My wife and I aren’t gamblers; at least that’s what we thought before we went to Las Vegas. Turns out, we rolled the dice the moment we booked our flight.

Red Rock Canyon

It’s interesting, perhaps revealing, that when I told people about our trip, I immediately felt (and acted on) the urge to add a qualifying statement: “We’re going to Las Vegas … (pregnant pause) … but neither of us drink nor gamble.” Part of the reason I pointed out that we don’t drink or gamble was that I didn’t want people think I was going to Sin City for the purpose of … you know … sinning. It was my pride speaking, and, frankly, it was a lie to imply I never drink or gamble. But it was accurate to say those weren’t the reasons we were going to Las Vegas. We had a great deal on a condo for a week, and someone who lives there convinced us there was plenty to do that didn’t involve drinking or gambling.

So why do I say we rolled the dice? Because our biggest gamble of the trip came when we bet on a low-fare airline. Our original Sunday afternoon flight was cancelled, so we drove two hours the next day to catch a flight in Tulsa. It, too, was cancelled. So we were re-booked on a Tuesday flight and spent Monday night in a Tulsa hotel. On Tuesday, the inbound plane from Las Vegas arrived on schedule, but a maintenance crew nixed the return flight. This time, however, the airline sent a “rescue” plane (which took three hours to get to Tulsa). We finally arrived at our condo in Vegas late Tuesday night, roughly 55 hours behind schedule. (The airline gave us vouchers for future flight, which felt a little like paying for a bad rib eye and being told the next bad steak will be free.)

Hoover Dam

Despite the delays, we squeezed in everything we had planned – except for some of the “do nothing” time. We rescheduled a couple of shows, visited Red Rock Canyon, Hoover Dam, and even added in a visit to Casa de Shenandoah, the estate and mansion owned by singer Wayne Newton. We saw a mentalist, acrobats, a hologram of Michael Jackson, and Elvis (or at least a decent impersonation of the King). And, as a confession, I drank one beer and we combined to wager (and lose) $15 on Wheel of Fortune Slots and Video Poker (our contributions to help pay for the fountains at the Bellagio.)
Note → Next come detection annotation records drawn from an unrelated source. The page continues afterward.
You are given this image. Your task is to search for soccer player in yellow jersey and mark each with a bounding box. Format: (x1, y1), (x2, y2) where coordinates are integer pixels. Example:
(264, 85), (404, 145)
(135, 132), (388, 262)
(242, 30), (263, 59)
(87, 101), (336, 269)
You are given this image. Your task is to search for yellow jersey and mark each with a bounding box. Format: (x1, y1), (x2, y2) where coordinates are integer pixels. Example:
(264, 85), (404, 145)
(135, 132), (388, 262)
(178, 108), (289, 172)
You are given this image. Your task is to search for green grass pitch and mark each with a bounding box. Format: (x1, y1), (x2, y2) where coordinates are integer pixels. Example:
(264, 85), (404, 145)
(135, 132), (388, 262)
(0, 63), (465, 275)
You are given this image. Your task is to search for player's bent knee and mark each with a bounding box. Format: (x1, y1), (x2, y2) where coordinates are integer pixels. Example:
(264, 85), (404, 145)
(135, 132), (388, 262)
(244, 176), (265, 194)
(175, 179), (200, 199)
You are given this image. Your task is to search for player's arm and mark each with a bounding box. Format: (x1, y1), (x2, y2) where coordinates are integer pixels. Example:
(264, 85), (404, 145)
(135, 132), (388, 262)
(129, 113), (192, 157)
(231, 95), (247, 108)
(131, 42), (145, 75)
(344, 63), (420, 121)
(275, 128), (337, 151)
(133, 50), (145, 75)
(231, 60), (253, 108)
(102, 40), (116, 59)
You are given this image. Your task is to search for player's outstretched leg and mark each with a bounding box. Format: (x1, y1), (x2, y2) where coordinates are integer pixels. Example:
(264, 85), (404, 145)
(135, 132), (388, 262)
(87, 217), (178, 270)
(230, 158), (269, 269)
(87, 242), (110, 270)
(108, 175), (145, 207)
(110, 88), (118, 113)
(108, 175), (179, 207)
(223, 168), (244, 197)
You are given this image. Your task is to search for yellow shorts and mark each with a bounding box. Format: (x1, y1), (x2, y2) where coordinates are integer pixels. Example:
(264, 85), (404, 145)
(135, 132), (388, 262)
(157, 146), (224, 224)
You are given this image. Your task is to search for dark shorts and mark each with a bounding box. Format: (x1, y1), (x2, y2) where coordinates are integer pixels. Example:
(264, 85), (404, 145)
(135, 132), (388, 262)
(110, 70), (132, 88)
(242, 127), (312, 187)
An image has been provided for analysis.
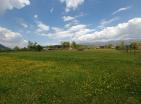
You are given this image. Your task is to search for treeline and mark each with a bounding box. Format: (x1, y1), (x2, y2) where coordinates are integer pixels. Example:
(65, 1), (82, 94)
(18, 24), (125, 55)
(116, 42), (141, 54)
(0, 41), (84, 52)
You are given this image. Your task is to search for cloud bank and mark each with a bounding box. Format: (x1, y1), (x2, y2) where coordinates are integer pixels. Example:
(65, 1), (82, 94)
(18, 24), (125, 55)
(0, 0), (30, 13)
(0, 27), (27, 48)
(60, 0), (85, 12)
(36, 18), (141, 43)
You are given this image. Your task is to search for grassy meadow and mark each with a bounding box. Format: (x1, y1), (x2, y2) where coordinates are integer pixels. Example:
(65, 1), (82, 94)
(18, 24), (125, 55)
(0, 50), (141, 104)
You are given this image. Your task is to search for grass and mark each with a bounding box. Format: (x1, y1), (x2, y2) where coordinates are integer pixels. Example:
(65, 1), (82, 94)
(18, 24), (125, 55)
(0, 50), (141, 104)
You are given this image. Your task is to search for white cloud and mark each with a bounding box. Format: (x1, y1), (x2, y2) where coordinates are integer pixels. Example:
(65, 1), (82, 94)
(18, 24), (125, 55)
(34, 18), (141, 43)
(100, 17), (119, 27)
(78, 18), (141, 42)
(0, 27), (27, 48)
(112, 6), (131, 15)
(60, 0), (85, 12)
(62, 16), (76, 22)
(36, 22), (50, 35)
(34, 14), (38, 18)
(0, 0), (30, 13)
(21, 23), (28, 28)
(50, 8), (54, 13)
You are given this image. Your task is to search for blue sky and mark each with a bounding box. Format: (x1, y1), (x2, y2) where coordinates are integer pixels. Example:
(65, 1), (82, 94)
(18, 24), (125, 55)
(0, 0), (141, 47)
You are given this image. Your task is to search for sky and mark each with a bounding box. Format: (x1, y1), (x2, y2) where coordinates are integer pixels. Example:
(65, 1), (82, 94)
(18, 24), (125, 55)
(0, 0), (141, 47)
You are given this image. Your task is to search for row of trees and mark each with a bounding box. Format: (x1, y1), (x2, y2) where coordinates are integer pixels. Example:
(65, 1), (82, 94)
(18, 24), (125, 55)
(13, 41), (43, 51)
(116, 42), (140, 54)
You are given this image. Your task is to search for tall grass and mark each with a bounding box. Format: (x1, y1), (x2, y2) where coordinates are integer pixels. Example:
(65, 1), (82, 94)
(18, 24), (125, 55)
(0, 50), (141, 104)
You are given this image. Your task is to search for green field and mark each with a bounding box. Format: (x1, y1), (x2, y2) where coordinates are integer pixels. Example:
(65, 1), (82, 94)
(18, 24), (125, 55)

We enjoyed the food and the shows and most of the natural scenery, but we won’t go back, and not because of the airline ordeal. There’s no way to avoid the glitz and the casinos, which, despite their bright lights and bells and whistles, are nothing short of depressing. As we walked through three different casinos en route to shows or restaurants, we literally saw hundreds of people playing the games. We saw one who looked like he was having a good time gambling, and we suspect the odds caught up with him later.